If you are familiar with the XML format used by DOCX files, you can edit the raw XML instead. This allows you to edit anything in the files, as long as you make sure not to mess up the XML structure. To do so, select a file format configuration on the File Selector panel that uses the option “search through the individual files inside the compound document” for the “Microsoft Word 2007 to 2016” file format and that does not enable read-only converters. Default configurations that do so are “compound documents” and “compound documents & writable proprietary formats”.

With one of these configurations selected on the File Selector panel, you can expand the nodes for DOCX files in the folders and files tree. You’ll then see the file and folder structure inside the DOCX file. Right-click on one of the XML files inside it and click the Edit item to edit it in PowerGREP’s built-in editor.

If you want to search only through DOCX files, enter the file mask *.do[ct][xm] in the “include files” box on the File Selector panel. When DOCX files are treated as compound documents, the file masks still include and exclude the DOCX files themselves rather than the files they contain. Target and backup settings on the Action panel also make PowerGREP save and back up DOCX files as a whole, even though the search results will show the replacements made in the XML files inside the DOCX files.

This file selection is available in the PowerGREP5.pgl library as “Office: Search through the raw XML inside DOCX files”.

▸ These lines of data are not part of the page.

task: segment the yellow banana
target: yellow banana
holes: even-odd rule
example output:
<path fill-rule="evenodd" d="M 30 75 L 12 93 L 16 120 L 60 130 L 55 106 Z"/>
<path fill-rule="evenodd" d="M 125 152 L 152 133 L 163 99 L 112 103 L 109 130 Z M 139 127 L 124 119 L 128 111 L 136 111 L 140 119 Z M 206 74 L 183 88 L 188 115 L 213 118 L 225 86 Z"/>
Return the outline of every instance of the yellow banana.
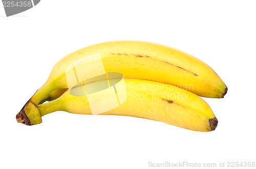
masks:
<path fill-rule="evenodd" d="M 106 72 L 119 72 L 124 78 L 171 84 L 206 97 L 223 98 L 227 90 L 209 66 L 187 53 L 152 43 L 115 41 L 88 46 L 60 60 L 30 100 L 38 104 L 51 92 L 68 88 L 67 67 L 96 53 L 100 54 Z"/>
<path fill-rule="evenodd" d="M 40 120 L 38 119 L 41 116 L 57 110 L 92 114 L 92 107 L 89 104 L 89 98 L 98 102 L 102 101 L 103 97 L 111 97 L 112 94 L 110 90 L 103 90 L 100 93 L 97 93 L 99 89 L 102 89 L 105 83 L 104 81 L 74 87 L 71 91 L 66 91 L 56 100 L 35 106 L 29 102 L 31 107 L 21 111 L 17 115 L 17 119 L 20 120 L 19 122 L 32 125 L 38 123 Z M 109 83 L 116 84 L 118 81 L 118 79 L 110 79 Z M 215 130 L 217 127 L 218 120 L 209 105 L 200 97 L 191 92 L 172 85 L 150 80 L 124 79 L 124 81 L 125 88 L 119 89 L 117 94 L 118 96 L 126 95 L 126 100 L 119 106 L 101 114 L 151 119 L 195 131 L 209 131 Z M 91 89 L 91 93 L 98 94 L 93 95 L 92 98 L 91 96 L 89 98 L 88 95 L 77 96 L 72 94 L 81 91 L 82 93 L 84 89 L 88 88 Z M 103 101 L 108 102 L 108 100 L 107 99 Z M 29 116 L 26 121 L 22 121 L 22 117 L 25 119 L 26 115 L 29 115 L 26 111 L 31 110 L 35 112 L 34 115 L 36 116 L 33 117 Z M 31 123 L 28 124 L 28 121 Z"/>

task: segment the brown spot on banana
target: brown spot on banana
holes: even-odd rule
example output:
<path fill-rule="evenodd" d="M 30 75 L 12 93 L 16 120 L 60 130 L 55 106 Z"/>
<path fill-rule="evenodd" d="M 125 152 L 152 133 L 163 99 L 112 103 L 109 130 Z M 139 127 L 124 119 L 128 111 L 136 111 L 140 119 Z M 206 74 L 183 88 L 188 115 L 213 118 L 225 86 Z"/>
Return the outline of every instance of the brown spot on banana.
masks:
<path fill-rule="evenodd" d="M 27 116 L 27 115 L 24 111 L 24 108 L 30 101 L 29 100 L 27 102 L 27 103 L 25 104 L 24 106 L 23 106 L 19 113 L 17 114 L 17 115 L 16 115 L 16 120 L 17 120 L 17 122 L 18 122 L 18 123 L 20 123 L 29 126 L 31 125 L 31 123 L 30 123 L 30 120 L 29 120 L 28 116 Z"/>
<path fill-rule="evenodd" d="M 216 118 L 211 119 L 209 120 L 209 122 L 210 123 L 210 127 L 211 131 L 215 130 L 218 126 L 218 120 Z"/>
<path fill-rule="evenodd" d="M 113 52 L 110 52 L 110 53 L 111 54 L 113 54 L 113 55 L 128 55 L 126 53 L 113 53 Z M 167 64 L 169 64 L 169 65 L 170 65 L 172 66 L 175 66 L 175 67 L 177 67 L 177 68 L 180 68 L 180 69 L 181 69 L 184 71 L 187 71 L 189 73 L 191 73 L 192 74 L 193 74 L 194 75 L 195 75 L 196 76 L 198 76 L 198 75 L 197 75 L 197 74 L 195 73 L 193 73 L 189 70 L 187 70 L 186 69 L 185 69 L 184 68 L 182 68 L 180 66 L 177 66 L 177 65 L 174 65 L 170 63 L 169 63 L 168 62 L 164 62 L 164 61 L 161 61 L 161 60 L 157 60 L 157 59 L 154 59 L 154 58 L 152 58 L 150 57 L 148 57 L 147 55 L 142 55 L 142 54 L 130 54 L 130 55 L 134 55 L 136 57 L 138 57 L 138 58 L 150 58 L 151 59 L 153 59 L 153 60 L 156 60 L 156 61 L 161 61 L 161 62 L 164 62 Z"/>
<path fill-rule="evenodd" d="M 167 101 L 168 102 L 168 103 L 169 103 L 169 104 L 173 103 L 174 102 L 174 101 L 173 100 L 167 100 L 167 99 L 162 99 L 164 100 L 164 101 Z"/>
<path fill-rule="evenodd" d="M 227 94 L 227 87 L 226 86 L 226 88 L 224 89 L 223 94 L 222 94 L 222 98 L 223 98 L 224 96 Z"/>

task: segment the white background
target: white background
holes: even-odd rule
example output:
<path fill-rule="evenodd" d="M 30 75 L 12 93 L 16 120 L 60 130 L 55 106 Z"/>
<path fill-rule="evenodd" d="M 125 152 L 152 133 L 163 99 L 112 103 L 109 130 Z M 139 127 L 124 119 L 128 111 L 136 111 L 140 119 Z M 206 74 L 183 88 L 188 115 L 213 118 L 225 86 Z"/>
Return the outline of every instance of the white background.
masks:
<path fill-rule="evenodd" d="M 148 168 L 148 162 L 256 162 L 254 1 L 42 0 L 6 17 L 0 7 L 0 168 Z M 228 88 L 204 98 L 216 130 L 130 117 L 57 111 L 27 126 L 15 116 L 55 63 L 95 43 L 174 47 L 211 67 Z M 201 167 L 202 168 L 202 167 Z"/>

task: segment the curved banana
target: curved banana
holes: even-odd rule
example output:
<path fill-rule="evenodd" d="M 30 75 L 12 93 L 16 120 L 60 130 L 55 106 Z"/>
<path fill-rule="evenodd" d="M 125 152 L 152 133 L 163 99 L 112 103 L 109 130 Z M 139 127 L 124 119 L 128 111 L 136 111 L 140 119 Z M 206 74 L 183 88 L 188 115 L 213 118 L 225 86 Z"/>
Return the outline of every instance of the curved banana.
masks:
<path fill-rule="evenodd" d="M 78 50 L 53 67 L 46 83 L 31 98 L 35 104 L 51 92 L 68 88 L 67 67 L 76 61 L 100 53 L 106 72 L 122 73 L 124 78 L 171 84 L 200 96 L 223 98 L 227 88 L 216 73 L 199 59 L 169 47 L 139 41 L 102 43 Z"/>
<path fill-rule="evenodd" d="M 109 81 L 110 84 L 116 84 L 118 80 L 110 79 Z M 151 119 L 195 131 L 209 131 L 217 127 L 218 120 L 209 105 L 191 92 L 172 85 L 150 80 L 124 79 L 124 81 L 125 89 L 119 89 L 118 94 L 126 94 L 126 100 L 118 106 L 101 114 Z M 73 92 L 68 90 L 56 100 L 37 106 L 29 101 L 30 107 L 26 109 L 25 106 L 18 114 L 18 122 L 27 125 L 35 124 L 40 122 L 38 119 L 41 116 L 57 110 L 92 114 L 92 107 L 89 104 L 89 99 L 98 102 L 102 101 L 103 97 L 111 98 L 112 94 L 110 90 L 103 90 L 101 93 L 97 93 L 105 82 L 101 80 L 74 87 L 71 89 L 74 90 Z M 92 98 L 89 98 L 88 95 L 77 96 L 72 94 L 76 92 L 79 95 L 79 92 L 82 93 L 84 89 L 88 88 L 91 89 L 90 93 L 98 94 L 93 95 Z M 108 102 L 109 100 L 104 101 Z M 34 117 L 30 116 L 31 110 L 35 112 Z M 28 115 L 28 118 L 26 118 L 26 115 Z M 22 121 L 22 117 L 26 120 Z"/>

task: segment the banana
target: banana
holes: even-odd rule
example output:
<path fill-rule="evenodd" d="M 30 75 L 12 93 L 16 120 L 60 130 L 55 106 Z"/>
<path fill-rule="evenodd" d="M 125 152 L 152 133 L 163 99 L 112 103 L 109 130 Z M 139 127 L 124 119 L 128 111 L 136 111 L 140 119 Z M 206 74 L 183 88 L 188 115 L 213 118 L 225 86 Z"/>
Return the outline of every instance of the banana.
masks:
<path fill-rule="evenodd" d="M 123 41 L 90 46 L 63 58 L 55 64 L 48 79 L 30 101 L 38 104 L 52 91 L 68 88 L 68 67 L 96 53 L 100 54 L 106 72 L 119 72 L 126 78 L 162 82 L 210 98 L 223 98 L 227 90 L 209 66 L 191 55 L 154 43 Z"/>
<path fill-rule="evenodd" d="M 119 80 L 109 79 L 109 87 L 117 83 Z M 124 79 L 124 81 L 125 88 L 122 89 L 117 87 L 117 95 L 126 95 L 126 100 L 116 107 L 102 111 L 101 114 L 151 119 L 199 131 L 214 130 L 217 126 L 218 120 L 207 103 L 191 92 L 153 81 L 135 79 Z M 35 124 L 40 122 L 38 119 L 41 116 L 58 110 L 92 114 L 92 104 L 89 104 L 91 100 L 97 103 L 104 98 L 106 99 L 103 101 L 109 103 L 108 101 L 111 98 L 112 94 L 109 90 L 101 90 L 101 92 L 98 92 L 99 89 L 104 89 L 102 87 L 105 82 L 103 80 L 82 84 L 66 91 L 56 99 L 42 104 L 35 105 L 29 101 L 27 104 L 30 107 L 26 109 L 27 106 L 25 106 L 22 109 L 17 115 L 18 122 L 27 125 Z M 89 97 L 89 92 L 84 92 L 84 89 L 90 89 L 90 93 L 97 94 Z M 88 94 L 78 96 L 83 92 Z M 100 106 L 101 104 L 99 104 Z M 31 111 L 34 112 L 34 117 L 31 116 L 33 114 L 30 113 Z M 28 115 L 27 118 L 26 115 Z"/>
<path fill-rule="evenodd" d="M 50 101 L 57 99 L 61 96 L 68 89 L 59 89 L 52 91 L 46 95 L 39 103 L 39 104 L 41 104 L 47 101 Z"/>

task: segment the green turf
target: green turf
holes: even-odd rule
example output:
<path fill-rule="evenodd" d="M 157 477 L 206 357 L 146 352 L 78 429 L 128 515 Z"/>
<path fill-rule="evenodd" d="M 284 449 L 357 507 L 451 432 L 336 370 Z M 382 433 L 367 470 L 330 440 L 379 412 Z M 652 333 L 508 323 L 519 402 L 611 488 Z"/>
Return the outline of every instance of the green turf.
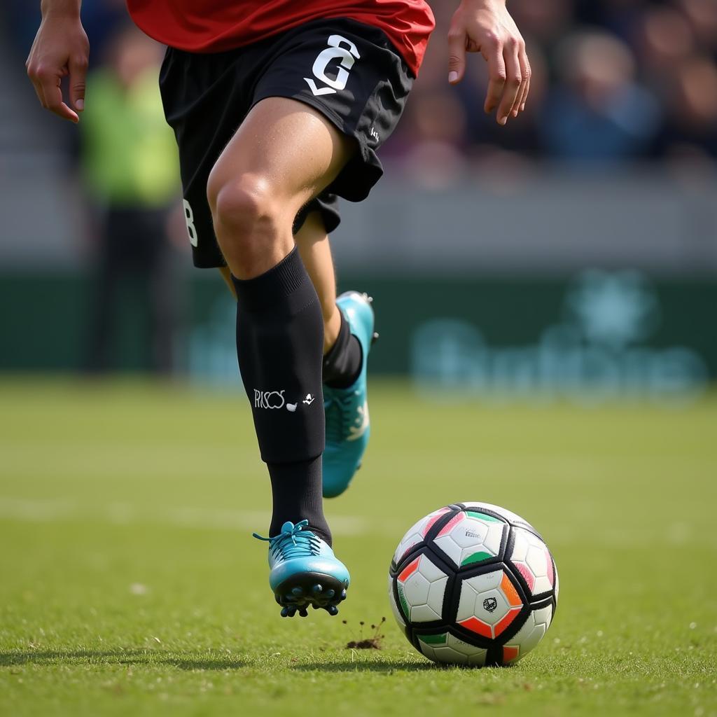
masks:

To effectively work with the XML, you will likely want to use file sectioning. This makes it easy to restrict the main part of the action to the contents of specific XML tags. The XML in DOCX files does not have line breaks. So you need to change “context type” to avoid heaps of XML on the Results Panel. Select “use sections as context” when using file sectioning. Otherwise, set it to “no context” or to “search for context” with <?+[^<>]++>?+ as the context regex. This regex matches a single XML tag or the text between two tags. If your replacement string contains reserved XML characters, use extra processing to automatically replace those.

To search-and-replace through the body text of DOCX files, for example, take these steps on the Action panel:

  1. Start with a fresh action.
  2. Set the action type to “search and replace”.
  3. Enter the text to search for and replace with.
  4. Select “search and collect sections” from the “file sectioning” list. Leave the section search type as “regular expression”.
  5. In the Section Search box, enter the regular expression <w:t>([^<]++)</w:t>. This regular expression matches a pair of <w:t> and </w:t> XML tags, and the text between them. In Word .docx files, all printable text is stored between such tags. Turn on “case sensitive search” in the file sectioning for better performance. XML tags are case sensitive.
  6. In the Section Collect box, enter the backreference \1 to restrict the main action to the contents of the <w:t> tag.
  7. Turn on “extra processing”.
  8. Set the extra processing search type to “delimited literal text”, the “extra term delimiter” to a comma, and the “extra pair delimiter” to an equals sign.
  9. Enter <=&lt;,>=&gt;,&=&amp; into the “extra processing search” box.
  10. Make sure “non-overlapping search” is turned on for extra processing.
  11. Set “context type” to “use sections as context”.
  12. Click the Preview button to run the action.

This example is available in the PowerGREP5.pgl library as “Office: Search-and-replace in printable text in the raw XML inside DOCX files”.